Sea Control Ship - Ships Built Following The SCS Concept

Ships Built Following The SCS Concept

The SCSs were smaller than most fleet aircraft carriers, and the concept was seized upon by nations wanting cheap aircraft carriers. Spain's flagship, Principe de Asturias (R11), and her smaller cousin ship, Thailand's HTMS Chakri Naruebet, were based on the final US Navy blueprints for a dedicated sea control ship, but with the addition of a ski-jump ramp and follow a similar mission profile. As currently configured, the Italian aircraft carrier Giuseppe Garibaldi (551) would also fit under the SCS description. A STOVL flight deck equipped Spruance class destroyer with Harriers for air cover was seriously considered in the 1970s for the SCS but in the end rejected by the US Navy and Congress.

The British Invincible class began life separately from the Elmo Zumwalt SCS design and has its origins in a sketch design for a 6,000 ton, guided-missile armed, helicopter carrying escort cruiser intended as a complement to the much larger CVA-01-class fleet aircraft carrier. The cancellation of CVA-01 in 1966 meant that the smaller cruiser would now have to provide the anti-submarine warfare (ASW) taskforce with command and control facilities. A 17,500 ton vessel was chosen with a "through-deck", nine Sea Kings and missiles right forward. By 1970, the "through-deck" design had advanced into a Naval Staff Requirement for an 18,750 ton Through-Deck Command Cruisers (TDCC). In May 1975, the British Government authorised the maritime version of the Hawker Siddeley Harrier, which was successfully developed into the Sea Harrier. This meant that the design was reworked again to include a small complement of these VTOL aircraft. In order to launch a heavily-laden Harrier more efficiently by STOVL (short take-off vertical landing) from the comparatively short - 170 m - flight deck, a 'ski-jump' was developed.

The Soviet Kiev class aircraft carriers had a similar mission, but were much bigger as they were effectively an SCS and a heavy missile cruiser combined into one hull. The Kiev class was equipped with twelve short ranged defensive Yakovlev Yak-38 STOL fighters and sixteen Kamov Ka-25 or Kamov Ka-27 ASW helicopters which operated from an angled flight deck. The forward deck was filled with eight large P-500 Bazalt surface to surface missiles for land and sea strike missions as well as torpedo launchers and strong layered missile and gun anti-aircraft defenses.

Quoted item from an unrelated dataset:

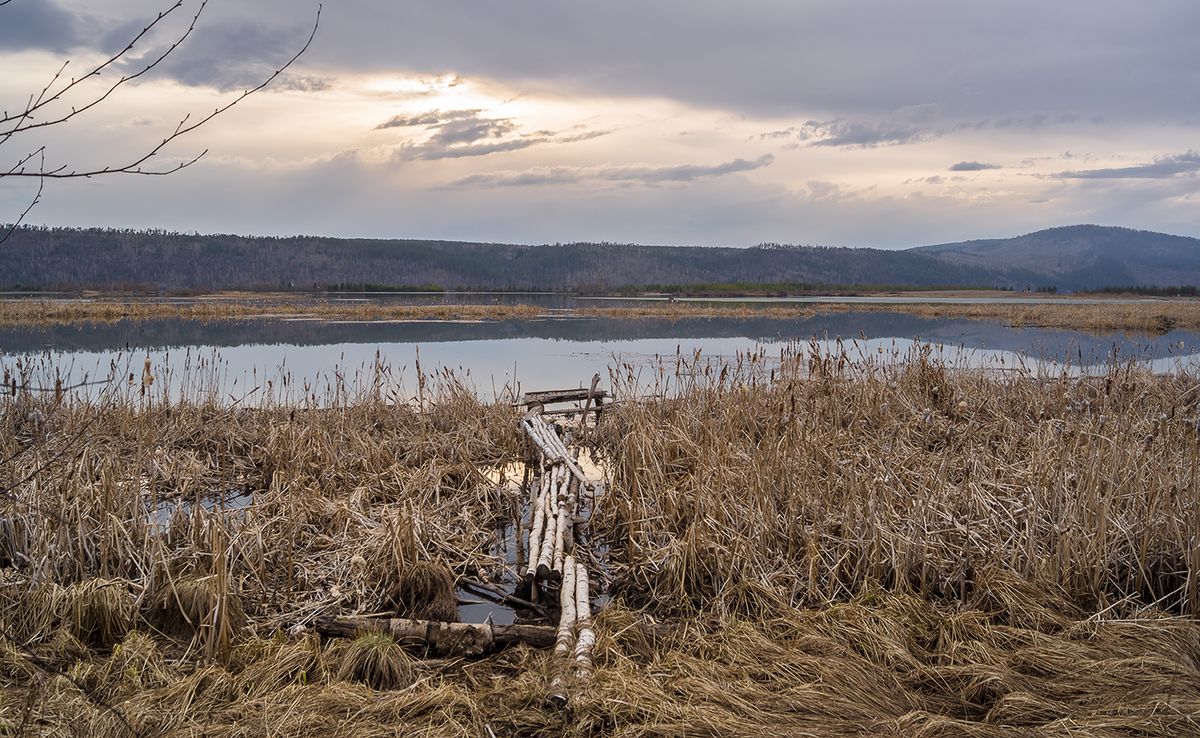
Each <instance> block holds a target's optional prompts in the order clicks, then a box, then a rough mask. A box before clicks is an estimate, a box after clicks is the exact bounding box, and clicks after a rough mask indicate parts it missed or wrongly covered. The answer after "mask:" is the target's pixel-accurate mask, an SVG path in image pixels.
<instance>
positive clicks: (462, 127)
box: [376, 110, 608, 161]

In January, 1969, contacts between the US Navy and the team in charge of the V/STOL “Harrier” at the Hawker Sidley plant in Dunsfold were the conceptual origin of a carrier for this kind of airplane, without catapults and with shorter runways. Thus a ship was proposed not for nuclear conflicts but for ground attack from the littoral and sea interdiction. It was not well received among circles in the US Navy that promoted a heavier aircraft carrier type during the Cold War.